El segundo factor subyacente en pro del deterioro del pacto democrático en la era posterior a los ataques del 11 de septiembre, puede haber sido la presidencia de George W. Bush en el norte, percibido como un retroceso a la extralimitación del “imperio”. La guerra en Iraq (que necesitaba aliados regionales en latinoamérica), el foco de atención que fue el cambio de régimen en Cuba, el apoyo inicial a lo que terminó siendo un golpe de estado en Venezuela (2002), todo esto parece haber revivido aquel tiempo en el que Estados Unidos sentía que podía meterse -a discreción propia- en lo que quisiera en la región.

La reacción en toda América Latina, tanto entre los bien intencionados defensores de la democracia y los regímenes dispuestos a redefinir la democracia para satisfacer sus propios fines, fue una disminución del apetito de acción colectiva para salvaguardar los derechos de los demás. El esfuerzo se había corrompido por asociación.

Mientras tanto, en Venezuela, el gobierno de Maduro parece envalentonado y empeñado en detener a cualquier persona que descaradamente se atreva a hablar en su contra, entre ellos el alcalde de Caracas. Sólo unos pocos líderes electos, como el presidente Juan Manuel Santos de Colombia, han alzado sus voces para expresar su preocupación.

Y las cosas pueden estar a punto de ponerse mucho peor. Después de todo, el predecesor fallecido de Maduro, desmanteló sistemáticamente todos los controles y contrapesos al Poder Ejecutivo que había en tiempos económicos de auge, montado sobre la alta ola de los precios del petróleo. Ahora el régimen de Maduro se está aferrando desesperadamente al poder en medio de una implosión económica provocada por años de mala gestión y la fuerte caída de los precios del petróleo.

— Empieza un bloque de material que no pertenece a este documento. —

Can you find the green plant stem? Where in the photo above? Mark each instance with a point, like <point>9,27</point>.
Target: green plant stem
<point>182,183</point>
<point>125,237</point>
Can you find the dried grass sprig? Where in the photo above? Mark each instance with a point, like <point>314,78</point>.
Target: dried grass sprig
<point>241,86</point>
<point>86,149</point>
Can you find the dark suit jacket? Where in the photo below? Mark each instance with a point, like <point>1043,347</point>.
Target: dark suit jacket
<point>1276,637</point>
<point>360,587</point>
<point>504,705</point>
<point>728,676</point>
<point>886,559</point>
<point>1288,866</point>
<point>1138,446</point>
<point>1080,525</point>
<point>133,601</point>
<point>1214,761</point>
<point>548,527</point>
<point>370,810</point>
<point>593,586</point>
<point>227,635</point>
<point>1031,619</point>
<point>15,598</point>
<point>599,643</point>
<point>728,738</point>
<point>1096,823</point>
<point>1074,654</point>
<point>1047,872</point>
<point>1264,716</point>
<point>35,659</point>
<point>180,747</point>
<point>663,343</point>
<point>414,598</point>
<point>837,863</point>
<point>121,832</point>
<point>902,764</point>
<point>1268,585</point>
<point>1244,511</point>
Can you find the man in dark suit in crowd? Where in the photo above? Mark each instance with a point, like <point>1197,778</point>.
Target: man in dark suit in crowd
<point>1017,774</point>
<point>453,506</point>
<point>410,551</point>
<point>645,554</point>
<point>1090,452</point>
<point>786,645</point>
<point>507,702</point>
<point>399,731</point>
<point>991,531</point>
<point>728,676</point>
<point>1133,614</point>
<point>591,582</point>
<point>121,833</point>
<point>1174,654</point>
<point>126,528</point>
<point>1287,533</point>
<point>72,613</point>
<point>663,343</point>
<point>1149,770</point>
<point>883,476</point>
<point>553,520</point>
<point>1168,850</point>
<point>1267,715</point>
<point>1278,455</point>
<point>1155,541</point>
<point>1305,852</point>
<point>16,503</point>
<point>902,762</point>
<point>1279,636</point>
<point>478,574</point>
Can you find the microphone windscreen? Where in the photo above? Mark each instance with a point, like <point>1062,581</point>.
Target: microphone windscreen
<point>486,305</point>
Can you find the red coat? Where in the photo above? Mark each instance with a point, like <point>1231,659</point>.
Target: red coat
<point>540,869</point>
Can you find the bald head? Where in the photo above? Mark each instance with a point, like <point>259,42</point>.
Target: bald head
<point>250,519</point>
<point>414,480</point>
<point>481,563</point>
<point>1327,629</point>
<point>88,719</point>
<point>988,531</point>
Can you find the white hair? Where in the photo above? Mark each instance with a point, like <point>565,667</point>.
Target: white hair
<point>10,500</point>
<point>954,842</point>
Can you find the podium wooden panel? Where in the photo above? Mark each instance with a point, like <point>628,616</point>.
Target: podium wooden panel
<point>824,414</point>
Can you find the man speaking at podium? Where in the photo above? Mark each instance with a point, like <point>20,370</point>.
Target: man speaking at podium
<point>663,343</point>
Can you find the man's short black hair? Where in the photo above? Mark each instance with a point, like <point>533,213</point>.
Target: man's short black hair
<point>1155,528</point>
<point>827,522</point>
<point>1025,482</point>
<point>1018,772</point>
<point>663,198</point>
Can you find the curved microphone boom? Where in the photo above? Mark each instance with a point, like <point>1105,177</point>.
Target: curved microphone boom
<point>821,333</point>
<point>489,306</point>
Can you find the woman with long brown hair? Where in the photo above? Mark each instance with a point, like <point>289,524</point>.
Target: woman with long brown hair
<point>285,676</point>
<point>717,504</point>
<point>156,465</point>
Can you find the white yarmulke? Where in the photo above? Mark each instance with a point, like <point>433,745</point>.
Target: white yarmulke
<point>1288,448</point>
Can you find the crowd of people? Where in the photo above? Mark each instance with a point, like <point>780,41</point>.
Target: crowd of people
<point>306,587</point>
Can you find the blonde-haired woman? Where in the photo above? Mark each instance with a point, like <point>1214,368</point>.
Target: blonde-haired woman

En estos día, en Caracas, es difícil saber si la próxima protesta será por la falta de libertad o la falta de papel higiénico. El gobierno de Maduro se verá obligado a recortar más los subsidios y el consumo, o declararse en quiebra o cortar todo acceso a las divisas, todos movimientos que sólo empeorarán aún más las condiciones de vida de sus ciudadanos. Espere más manifestaciones y la represión usual que les sigue.

El fracaso de la región para actuar en Venezuela ha tenido un efecto dominó en otras partes, alentando presidentes autocráticos en países como Ecuador y Nicaragua a dar rienda suelta sus peores instintos. Es difícil imaginar cómo la región puede volver a un compromiso colectivo similar al europeo, o al de las democracias de la región en la década de los noventa.

¿Pudo una acción, adelantada y colectiva, de la comunidad regional haber evitado este descarrilamiento en Venezuela? Podríamos argumentar que podría haber moderado al Gobierno y evitado la crisis que el país enfrenta ahora, pero puede que nunca sepamos. Quizás Venezuela habría persistido en ir a su manera, y hubiese podido haber sido excomulgada por una región comprometida con el Estado de Derecho.

Entonces, una respuesta más coordinada, y una defensa pronta a los derechos humanos y las instituciones democráticas no hubiese salvado a Venezuela. Sin embargo, esa respuesta institucional temprana permitiría preservar esas normas y los derechos de la soberanía popular para los ciudadanos de otros países. El ideal de que la democracia es un derecho que define a todos los latinoamericanos -y americanos- en todo el hemisferio se ha perdido, al menos por esta generación.

 

Sobre su autor:

Chistopher Sabatini, profesor adjunto de la escuela de Asuntos Públicos Internacionales de la Universidad de Columbia. Fundador y editor de “Amercias Quarterly”.